Walked to-day (the east wind sharper than ever) to the church at Avon, where Monaldeschi lies, under the bénitier. The crime for which Christina murdered him was never precisely known; but it was hinted that he had been a favoured and then fickle lover. Taking the right road through the park, and along the canal made by Henry the Fourth, it is hardly distant the quarter of a league it is called; we took the wrong and a much longer way. The little old edifice was built in the tenth century, and stands at the end of the unpaved dirty village. A washerwoman and a dozen children came to see what we wanted. We wanted to get into the locked-up church, and were desired to apply at the seminary, which is nearly opposite. The porter issued with the key. He was the roundest, merriest, ugliest, piece of human nature imaginable; I should think he acted cook as well as porter, and he is quite out of keeping with the spot where he stood. With its low gloomy arches, and damp irregular pavement of worn tombstones, it seems the fitting place for the hurried interment of a murdered man, in the dusk of a winter’s evening. One of the flags of the choir is marked with the fleurs-de-lis, and a half-effaced figure; below is the heart of Philip le Bel’s queen, who died here about 1304. Two old painted windows light the church dimly; near the entrance door, just in front of the antique vessel for holy water, is the narrow stone inscribed with ancient letters, “Ci gît Monaldexi.” The porter told a strange story.

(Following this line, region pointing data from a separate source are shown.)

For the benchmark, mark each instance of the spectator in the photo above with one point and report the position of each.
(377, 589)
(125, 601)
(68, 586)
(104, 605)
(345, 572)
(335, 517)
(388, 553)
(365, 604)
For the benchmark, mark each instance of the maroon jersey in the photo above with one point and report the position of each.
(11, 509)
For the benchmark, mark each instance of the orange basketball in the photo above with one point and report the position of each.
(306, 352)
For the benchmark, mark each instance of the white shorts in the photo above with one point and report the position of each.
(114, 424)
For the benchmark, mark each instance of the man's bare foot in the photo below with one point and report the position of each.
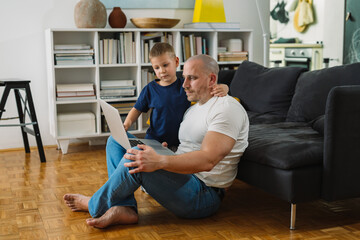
(113, 216)
(77, 202)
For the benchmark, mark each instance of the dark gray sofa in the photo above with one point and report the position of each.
(304, 138)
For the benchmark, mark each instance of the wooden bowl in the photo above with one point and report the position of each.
(154, 22)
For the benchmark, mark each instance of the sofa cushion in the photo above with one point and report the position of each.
(265, 90)
(285, 145)
(318, 124)
(313, 88)
(264, 118)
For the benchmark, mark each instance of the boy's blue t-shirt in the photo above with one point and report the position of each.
(168, 104)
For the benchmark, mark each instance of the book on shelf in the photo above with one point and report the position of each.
(198, 43)
(101, 47)
(75, 94)
(80, 91)
(128, 39)
(79, 51)
(76, 98)
(74, 62)
(116, 83)
(123, 104)
(119, 50)
(74, 87)
(104, 93)
(122, 50)
(233, 56)
(213, 25)
(73, 58)
(71, 46)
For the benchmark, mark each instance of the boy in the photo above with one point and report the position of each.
(165, 96)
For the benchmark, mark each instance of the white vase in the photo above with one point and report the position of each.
(90, 14)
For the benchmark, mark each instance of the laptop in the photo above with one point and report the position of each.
(118, 132)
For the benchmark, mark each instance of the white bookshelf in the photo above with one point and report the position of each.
(96, 72)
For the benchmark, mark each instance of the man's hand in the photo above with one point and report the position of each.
(220, 90)
(144, 160)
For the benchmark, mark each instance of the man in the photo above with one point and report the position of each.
(213, 136)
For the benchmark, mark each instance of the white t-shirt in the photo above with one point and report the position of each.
(219, 114)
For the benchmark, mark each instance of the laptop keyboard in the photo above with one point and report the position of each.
(135, 142)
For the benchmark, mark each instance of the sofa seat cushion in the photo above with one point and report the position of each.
(265, 90)
(313, 87)
(286, 145)
(264, 118)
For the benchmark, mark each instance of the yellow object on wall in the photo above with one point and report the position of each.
(209, 11)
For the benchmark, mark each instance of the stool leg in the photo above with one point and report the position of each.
(36, 125)
(22, 120)
(3, 100)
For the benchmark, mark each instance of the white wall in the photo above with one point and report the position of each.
(328, 28)
(22, 47)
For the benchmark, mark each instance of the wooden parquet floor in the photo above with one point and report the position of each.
(31, 206)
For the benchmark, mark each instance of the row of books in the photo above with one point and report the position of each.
(110, 89)
(73, 54)
(123, 108)
(118, 50)
(232, 56)
(193, 45)
(79, 91)
(149, 39)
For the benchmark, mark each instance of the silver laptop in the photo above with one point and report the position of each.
(118, 132)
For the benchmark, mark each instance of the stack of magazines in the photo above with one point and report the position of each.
(110, 89)
(73, 54)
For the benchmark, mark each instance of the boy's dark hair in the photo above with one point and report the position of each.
(160, 48)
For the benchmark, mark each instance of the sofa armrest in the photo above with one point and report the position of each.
(341, 172)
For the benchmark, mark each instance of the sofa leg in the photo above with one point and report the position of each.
(293, 216)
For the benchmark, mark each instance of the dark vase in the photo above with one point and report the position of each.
(117, 18)
(90, 14)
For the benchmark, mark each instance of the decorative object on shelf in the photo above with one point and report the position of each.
(153, 4)
(154, 22)
(90, 14)
(209, 11)
(117, 18)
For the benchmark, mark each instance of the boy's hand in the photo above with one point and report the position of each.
(220, 90)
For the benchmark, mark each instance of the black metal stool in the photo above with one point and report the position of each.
(28, 106)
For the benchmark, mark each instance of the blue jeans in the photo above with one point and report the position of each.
(183, 194)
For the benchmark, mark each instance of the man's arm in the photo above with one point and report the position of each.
(214, 148)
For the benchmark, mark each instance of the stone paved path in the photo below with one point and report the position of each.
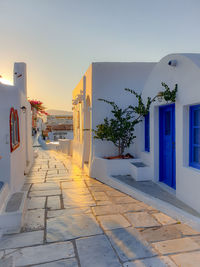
(73, 220)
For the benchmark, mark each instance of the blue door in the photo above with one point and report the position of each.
(167, 147)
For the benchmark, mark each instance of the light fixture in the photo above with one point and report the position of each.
(23, 108)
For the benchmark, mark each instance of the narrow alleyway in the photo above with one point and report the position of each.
(73, 220)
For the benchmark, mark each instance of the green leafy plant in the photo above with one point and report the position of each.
(120, 128)
(169, 95)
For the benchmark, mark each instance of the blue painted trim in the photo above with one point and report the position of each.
(167, 147)
(147, 133)
(192, 163)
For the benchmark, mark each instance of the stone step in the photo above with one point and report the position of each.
(140, 171)
(12, 216)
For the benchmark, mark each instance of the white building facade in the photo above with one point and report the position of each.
(15, 133)
(172, 155)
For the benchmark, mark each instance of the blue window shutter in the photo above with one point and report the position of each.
(194, 143)
(147, 133)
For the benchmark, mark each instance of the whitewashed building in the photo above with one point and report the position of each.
(172, 155)
(15, 146)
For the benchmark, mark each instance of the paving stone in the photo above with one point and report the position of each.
(115, 193)
(127, 199)
(73, 184)
(78, 191)
(187, 259)
(45, 186)
(160, 234)
(61, 263)
(131, 207)
(42, 254)
(100, 196)
(162, 261)
(26, 187)
(105, 210)
(70, 227)
(21, 240)
(36, 203)
(93, 182)
(53, 202)
(114, 221)
(34, 220)
(44, 193)
(176, 245)
(129, 245)
(103, 203)
(96, 251)
(141, 219)
(164, 219)
(186, 230)
(68, 212)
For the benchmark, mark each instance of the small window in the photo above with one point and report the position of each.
(194, 158)
(14, 130)
(146, 133)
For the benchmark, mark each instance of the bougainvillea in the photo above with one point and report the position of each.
(38, 106)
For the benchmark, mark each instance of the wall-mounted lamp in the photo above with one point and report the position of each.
(23, 108)
(172, 63)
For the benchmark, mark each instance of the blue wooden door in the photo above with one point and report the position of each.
(167, 147)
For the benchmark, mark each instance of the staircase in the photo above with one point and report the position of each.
(12, 210)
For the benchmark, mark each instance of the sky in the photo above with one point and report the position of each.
(59, 39)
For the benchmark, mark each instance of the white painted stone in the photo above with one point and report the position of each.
(34, 220)
(96, 251)
(141, 219)
(36, 203)
(42, 254)
(21, 240)
(113, 221)
(70, 227)
(152, 262)
(53, 202)
(176, 245)
(129, 245)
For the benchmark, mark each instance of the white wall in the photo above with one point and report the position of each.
(186, 74)
(109, 81)
(14, 165)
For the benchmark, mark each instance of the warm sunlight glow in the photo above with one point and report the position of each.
(4, 81)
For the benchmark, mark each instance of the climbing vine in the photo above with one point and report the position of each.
(120, 128)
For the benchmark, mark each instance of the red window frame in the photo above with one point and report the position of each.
(14, 126)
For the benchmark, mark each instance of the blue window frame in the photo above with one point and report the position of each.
(194, 156)
(146, 133)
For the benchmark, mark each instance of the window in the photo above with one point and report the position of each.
(14, 130)
(146, 133)
(194, 157)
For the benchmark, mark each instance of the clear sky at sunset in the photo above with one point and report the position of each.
(58, 39)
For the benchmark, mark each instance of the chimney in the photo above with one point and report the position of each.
(20, 76)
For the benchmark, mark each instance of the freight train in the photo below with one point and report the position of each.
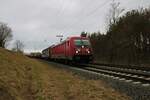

Three years since, (the village church being then always left open,) a party of Englishmen came to visit it. They arrived with a number of workmen, hired in the cottages, and whom they had paid beforehand, and liberally, for the work to be done. By their employers’ order these men opened the grave, to take possession of the skeleton, for the English gentlemen asserted that Monaldeschi was their relation. The curé had been absent, but returned during this extraordinary operation, and flew to forbid sacrilege! The workmen ceased, but they had been so diligent that the bones were already uncovered, and the Englishmen insisted on carrying them away; and, despite of the curé, held the skull fast. Finding his remonstrances useless, the priest hurried away, and returned with some gens-d’armes, when the skull was replaced in the coffin.
The Englishmen were allowed to depart. They had cracked, in their labour, the grave-stone, and crumbled a good many of those beside it; a large square of brick-work replaces them. “Since then,” the porter said, winking at us, as if he fancied we too had some design on the bones he guards, “when strangers are curious, I accompany them, and we keep the church locked.”